One of the judges Kyle Clark was reportedly fired by Johnson & Co. on March 5th, but still went ahead to claim that Mrs South Africa is a scam, both on the contestants and on the sponsors they lure in with empty words of the space as a place that empowers women – but as in the case of Chandre, they pluck the goose that can lay the golden eggs, and disembowel the bodies and crush the spirits of the unfortunate women lured into this most useless of contests in Africa.

That Joani Johnson of ‘Mrs SA’ can now get a license to start ‘Miss Teen SA’ is like giving a license to an adult rapist to begin defiling underage lasses.

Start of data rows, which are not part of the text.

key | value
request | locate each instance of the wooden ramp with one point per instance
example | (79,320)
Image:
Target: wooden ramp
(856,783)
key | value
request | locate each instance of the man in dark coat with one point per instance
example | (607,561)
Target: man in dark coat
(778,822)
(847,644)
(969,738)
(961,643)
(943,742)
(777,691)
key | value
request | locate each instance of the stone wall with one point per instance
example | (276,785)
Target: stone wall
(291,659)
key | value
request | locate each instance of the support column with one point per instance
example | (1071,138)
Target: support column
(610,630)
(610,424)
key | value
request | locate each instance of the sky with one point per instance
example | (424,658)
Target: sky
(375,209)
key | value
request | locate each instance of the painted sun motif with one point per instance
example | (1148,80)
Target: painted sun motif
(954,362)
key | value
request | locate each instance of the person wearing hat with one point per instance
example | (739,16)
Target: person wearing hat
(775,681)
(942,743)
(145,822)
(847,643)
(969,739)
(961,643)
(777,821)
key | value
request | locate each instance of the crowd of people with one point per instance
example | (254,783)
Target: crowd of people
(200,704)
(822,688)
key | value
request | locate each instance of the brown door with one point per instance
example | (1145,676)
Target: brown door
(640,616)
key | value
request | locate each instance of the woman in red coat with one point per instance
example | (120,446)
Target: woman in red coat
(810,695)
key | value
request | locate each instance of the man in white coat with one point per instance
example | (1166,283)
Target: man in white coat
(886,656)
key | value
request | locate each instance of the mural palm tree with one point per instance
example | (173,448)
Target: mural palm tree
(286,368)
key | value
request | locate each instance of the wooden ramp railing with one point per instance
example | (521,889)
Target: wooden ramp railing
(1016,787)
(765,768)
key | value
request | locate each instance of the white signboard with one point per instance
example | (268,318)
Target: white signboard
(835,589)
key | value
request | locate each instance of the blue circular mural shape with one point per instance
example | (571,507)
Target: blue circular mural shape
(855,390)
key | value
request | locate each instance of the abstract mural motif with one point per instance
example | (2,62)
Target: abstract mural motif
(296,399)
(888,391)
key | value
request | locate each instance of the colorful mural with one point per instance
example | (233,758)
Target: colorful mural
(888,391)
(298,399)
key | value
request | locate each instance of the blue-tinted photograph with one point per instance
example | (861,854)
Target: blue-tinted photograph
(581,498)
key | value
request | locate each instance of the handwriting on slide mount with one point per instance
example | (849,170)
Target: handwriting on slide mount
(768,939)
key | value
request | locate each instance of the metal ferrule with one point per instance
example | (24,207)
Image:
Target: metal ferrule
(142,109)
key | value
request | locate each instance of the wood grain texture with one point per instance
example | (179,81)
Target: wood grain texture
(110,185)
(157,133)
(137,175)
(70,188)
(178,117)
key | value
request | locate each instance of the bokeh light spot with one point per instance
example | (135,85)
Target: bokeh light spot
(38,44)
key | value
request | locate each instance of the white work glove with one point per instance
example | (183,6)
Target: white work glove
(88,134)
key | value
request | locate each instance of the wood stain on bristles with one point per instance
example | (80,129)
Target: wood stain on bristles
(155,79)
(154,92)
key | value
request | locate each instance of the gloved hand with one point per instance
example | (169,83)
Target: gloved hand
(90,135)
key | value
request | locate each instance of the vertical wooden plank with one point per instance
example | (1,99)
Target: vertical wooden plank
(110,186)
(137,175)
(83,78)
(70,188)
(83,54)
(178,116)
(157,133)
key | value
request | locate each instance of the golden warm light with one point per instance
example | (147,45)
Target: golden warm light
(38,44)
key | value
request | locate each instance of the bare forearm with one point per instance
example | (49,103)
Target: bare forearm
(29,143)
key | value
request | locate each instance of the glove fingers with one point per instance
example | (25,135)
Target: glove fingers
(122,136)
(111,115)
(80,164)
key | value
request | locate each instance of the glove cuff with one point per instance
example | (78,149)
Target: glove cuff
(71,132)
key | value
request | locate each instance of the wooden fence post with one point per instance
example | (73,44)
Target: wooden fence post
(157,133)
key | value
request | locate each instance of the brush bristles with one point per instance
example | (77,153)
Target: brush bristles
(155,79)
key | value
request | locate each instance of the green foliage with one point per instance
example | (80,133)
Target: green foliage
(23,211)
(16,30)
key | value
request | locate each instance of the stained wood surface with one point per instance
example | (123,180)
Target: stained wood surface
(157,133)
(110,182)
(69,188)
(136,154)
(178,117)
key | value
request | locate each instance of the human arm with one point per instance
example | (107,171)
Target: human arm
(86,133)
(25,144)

When contacted to explain the questionable aspects of her operations, Johnson asked us to send another email as the earlier email had gone to her publicist. Well, wouldn’t it have been easier for her to contact her publicist for details? Regardless, we obliged and sent another email; the response hadn’t arrived by production time. We would gladly include her response in the follow-up report.

That stance may have shielded her from accountability with uSpiked, but would that be the same with SARS’ and National Consumer Commission’s investigators?

Our inquiries to SARS were met with the standard response; "SARS is bound by our policies and legislation to protect the confidentiality of taxpayer information and may not comment on the tax affairs of any taxpayer, an exempt institution, or the conduct of its directors." However, a confidential source within the office informed us that the Receiver of Revenue is taking instances of abuse of its processes very seriously; especially at a time when revenue collections are dwindling. There are talks of a comprehensive audit of all Section 18A Certificates issued in the past years by certain Non-Profit Companies. Such an audit is feared, within the office, would have a consequential impact on various entities and individuals.

SARS isn't the only entity that has opened investigations into this scheme.

The National Consumer Commission is also sharpening its fangs, ready for a bite.